Co-working is a raising global trend in office property markets. Sweden is one of these markets experiencing a huge expansion of co-working. Though the share of co-working spaces is still quite small in comparison to the whole property market, the growth dynamics propels real estate actors to develop new business models that in turn raise the necessity for the analysis of risks associated with these models.

When office premises are rented in a traditional way, the landlord often requires a bank guarantee from the tenant. The bank guarantee is a risk hedging tool against risks associated with the company growth, profitability, especially in the case of a new establishment like startup companies.  The bank guarantee amount normally equals a certain number of monthly rental payments and is used when the company cannot pay the rents. In Sweden, traditional rental contracts for office space vary between three to five years and are signed by the landlord and the tenant, who is the final user of the space rented.

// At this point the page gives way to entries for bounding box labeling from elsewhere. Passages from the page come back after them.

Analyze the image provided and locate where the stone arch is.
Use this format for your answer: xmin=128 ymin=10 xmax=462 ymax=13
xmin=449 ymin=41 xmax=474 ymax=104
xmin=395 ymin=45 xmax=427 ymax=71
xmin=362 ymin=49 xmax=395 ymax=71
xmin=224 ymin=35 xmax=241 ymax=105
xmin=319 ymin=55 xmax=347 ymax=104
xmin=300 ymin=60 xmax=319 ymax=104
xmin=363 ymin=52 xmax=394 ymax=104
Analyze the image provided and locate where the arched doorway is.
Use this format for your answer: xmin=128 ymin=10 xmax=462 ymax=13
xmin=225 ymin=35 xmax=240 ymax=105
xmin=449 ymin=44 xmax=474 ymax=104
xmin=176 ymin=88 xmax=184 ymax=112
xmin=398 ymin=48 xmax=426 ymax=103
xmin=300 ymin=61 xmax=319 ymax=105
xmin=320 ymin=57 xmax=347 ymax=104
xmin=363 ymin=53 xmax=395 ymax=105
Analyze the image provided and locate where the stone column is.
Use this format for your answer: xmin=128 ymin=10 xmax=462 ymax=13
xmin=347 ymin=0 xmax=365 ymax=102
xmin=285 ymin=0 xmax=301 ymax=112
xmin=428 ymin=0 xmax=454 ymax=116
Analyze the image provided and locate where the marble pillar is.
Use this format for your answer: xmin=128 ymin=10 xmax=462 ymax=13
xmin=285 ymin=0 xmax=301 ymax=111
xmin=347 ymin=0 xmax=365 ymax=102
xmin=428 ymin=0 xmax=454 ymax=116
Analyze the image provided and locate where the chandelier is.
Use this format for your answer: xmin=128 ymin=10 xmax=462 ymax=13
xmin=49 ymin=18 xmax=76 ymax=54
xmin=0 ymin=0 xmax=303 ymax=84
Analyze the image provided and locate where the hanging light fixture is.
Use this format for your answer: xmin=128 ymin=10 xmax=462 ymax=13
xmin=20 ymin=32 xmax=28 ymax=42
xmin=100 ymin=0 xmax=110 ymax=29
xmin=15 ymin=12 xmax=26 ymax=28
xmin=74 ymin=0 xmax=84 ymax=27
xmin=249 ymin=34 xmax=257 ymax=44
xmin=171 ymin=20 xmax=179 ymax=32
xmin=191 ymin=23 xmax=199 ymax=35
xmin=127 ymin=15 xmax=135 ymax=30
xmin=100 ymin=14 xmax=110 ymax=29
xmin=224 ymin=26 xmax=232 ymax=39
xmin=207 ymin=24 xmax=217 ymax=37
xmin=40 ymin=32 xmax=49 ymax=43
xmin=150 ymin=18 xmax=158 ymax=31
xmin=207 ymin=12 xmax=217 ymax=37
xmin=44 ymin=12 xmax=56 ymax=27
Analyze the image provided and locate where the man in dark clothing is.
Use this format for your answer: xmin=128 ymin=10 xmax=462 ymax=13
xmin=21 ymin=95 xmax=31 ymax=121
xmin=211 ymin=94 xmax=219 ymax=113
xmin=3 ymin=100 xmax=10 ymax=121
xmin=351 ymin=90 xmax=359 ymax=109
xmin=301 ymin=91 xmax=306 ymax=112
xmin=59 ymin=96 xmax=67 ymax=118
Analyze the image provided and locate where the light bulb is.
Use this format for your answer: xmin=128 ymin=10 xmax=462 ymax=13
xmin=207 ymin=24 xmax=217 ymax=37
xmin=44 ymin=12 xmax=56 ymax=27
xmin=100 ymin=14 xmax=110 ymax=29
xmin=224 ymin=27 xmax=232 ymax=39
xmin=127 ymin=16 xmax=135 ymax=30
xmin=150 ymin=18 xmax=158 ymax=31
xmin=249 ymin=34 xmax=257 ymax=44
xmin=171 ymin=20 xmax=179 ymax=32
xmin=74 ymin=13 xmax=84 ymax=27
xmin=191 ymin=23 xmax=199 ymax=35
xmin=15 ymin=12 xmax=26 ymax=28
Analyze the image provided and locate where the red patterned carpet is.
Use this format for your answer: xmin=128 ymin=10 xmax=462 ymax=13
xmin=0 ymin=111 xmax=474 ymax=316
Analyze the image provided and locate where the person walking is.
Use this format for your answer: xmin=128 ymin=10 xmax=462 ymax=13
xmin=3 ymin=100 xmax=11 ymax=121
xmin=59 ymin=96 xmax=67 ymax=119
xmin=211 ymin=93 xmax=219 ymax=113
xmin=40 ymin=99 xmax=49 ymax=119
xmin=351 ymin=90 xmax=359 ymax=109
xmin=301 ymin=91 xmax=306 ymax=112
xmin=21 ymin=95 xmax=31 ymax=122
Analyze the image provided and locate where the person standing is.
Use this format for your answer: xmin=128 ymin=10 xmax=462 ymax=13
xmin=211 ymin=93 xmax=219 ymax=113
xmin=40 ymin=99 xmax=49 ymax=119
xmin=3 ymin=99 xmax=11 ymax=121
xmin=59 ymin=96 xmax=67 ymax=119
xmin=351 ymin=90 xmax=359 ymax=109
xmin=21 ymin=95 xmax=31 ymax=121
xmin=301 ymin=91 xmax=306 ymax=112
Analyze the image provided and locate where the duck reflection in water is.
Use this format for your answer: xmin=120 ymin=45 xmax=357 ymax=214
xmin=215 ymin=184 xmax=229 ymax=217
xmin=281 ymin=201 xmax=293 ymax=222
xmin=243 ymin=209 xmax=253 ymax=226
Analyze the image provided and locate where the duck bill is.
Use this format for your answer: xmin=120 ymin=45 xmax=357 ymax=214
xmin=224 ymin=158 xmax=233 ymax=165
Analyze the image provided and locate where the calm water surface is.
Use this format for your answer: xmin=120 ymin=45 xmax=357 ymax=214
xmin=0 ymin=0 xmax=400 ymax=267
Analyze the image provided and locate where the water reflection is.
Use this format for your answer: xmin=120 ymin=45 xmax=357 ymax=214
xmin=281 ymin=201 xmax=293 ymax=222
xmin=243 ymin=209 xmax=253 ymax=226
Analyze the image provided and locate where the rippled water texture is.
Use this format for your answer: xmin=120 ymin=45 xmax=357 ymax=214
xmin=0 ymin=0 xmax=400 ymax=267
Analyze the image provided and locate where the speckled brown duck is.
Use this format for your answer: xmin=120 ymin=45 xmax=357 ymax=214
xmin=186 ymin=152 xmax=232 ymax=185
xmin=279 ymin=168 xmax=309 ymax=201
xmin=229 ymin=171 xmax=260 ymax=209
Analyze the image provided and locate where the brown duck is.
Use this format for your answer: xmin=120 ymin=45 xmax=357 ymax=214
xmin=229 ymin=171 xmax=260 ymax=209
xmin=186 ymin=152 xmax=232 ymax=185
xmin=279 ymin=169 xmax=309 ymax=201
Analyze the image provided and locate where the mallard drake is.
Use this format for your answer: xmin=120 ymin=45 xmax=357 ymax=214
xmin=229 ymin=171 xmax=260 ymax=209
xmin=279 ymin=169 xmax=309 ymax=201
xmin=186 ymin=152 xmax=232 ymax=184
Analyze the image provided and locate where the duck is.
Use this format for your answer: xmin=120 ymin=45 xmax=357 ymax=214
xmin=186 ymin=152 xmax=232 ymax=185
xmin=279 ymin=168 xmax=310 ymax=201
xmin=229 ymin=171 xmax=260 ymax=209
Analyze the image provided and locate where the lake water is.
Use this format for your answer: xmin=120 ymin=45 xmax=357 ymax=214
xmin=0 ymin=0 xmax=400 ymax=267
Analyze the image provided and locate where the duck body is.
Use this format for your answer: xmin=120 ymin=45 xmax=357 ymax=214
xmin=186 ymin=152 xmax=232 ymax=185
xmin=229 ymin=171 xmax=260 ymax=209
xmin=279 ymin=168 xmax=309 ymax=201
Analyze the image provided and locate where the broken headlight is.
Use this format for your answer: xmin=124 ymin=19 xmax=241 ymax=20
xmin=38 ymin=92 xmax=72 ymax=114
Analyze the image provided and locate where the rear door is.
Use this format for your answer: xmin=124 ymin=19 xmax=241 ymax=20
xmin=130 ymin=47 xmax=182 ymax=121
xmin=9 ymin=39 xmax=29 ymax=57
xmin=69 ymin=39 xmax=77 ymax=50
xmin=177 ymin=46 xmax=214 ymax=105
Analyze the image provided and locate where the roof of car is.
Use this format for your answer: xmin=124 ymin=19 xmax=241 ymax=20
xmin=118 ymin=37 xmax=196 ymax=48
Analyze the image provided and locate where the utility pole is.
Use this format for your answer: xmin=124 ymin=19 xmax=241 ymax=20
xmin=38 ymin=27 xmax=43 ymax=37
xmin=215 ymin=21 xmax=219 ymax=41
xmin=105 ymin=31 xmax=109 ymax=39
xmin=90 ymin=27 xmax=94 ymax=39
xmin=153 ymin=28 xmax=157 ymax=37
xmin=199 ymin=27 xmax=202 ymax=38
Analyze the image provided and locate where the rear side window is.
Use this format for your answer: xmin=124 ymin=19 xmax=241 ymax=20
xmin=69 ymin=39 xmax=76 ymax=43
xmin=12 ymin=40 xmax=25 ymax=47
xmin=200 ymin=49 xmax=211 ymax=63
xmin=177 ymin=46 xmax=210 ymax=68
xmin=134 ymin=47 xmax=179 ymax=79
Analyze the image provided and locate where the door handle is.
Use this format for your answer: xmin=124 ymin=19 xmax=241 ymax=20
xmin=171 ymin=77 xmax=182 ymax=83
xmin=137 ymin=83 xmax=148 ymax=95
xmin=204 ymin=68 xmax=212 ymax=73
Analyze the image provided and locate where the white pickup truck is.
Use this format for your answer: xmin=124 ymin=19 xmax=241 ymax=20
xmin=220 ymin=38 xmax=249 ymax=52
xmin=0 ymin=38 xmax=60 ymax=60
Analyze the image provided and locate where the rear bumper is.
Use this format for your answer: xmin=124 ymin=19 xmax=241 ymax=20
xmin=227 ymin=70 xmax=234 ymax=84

In the case of co-working, office premises are often not rented directly to the final user, but rather indirectly through operation companies . Example of such companies are WeWork, United spaces, Workaround, etc, who sign very short rental contracts with the end user of the premise. The rentals based on a short-term contract that is not subject to bank guarantee, often implies greater risk in comparison to longer rental contracts. How do different property market actors like banks, landlord and tenants evaluate these risks? Are there any risk shifts connected to business cycles, type of tenant, industry and other factors? This paper aims to provide answers to these questions.

Descriptive approach and interviews with local actors as a main method of analysis is used in this paper. The result of this paper presents the framework of risks shifts in the co-working environment, which contributes to the existing research by providing a deeper understanding of this emerging trend and its implications.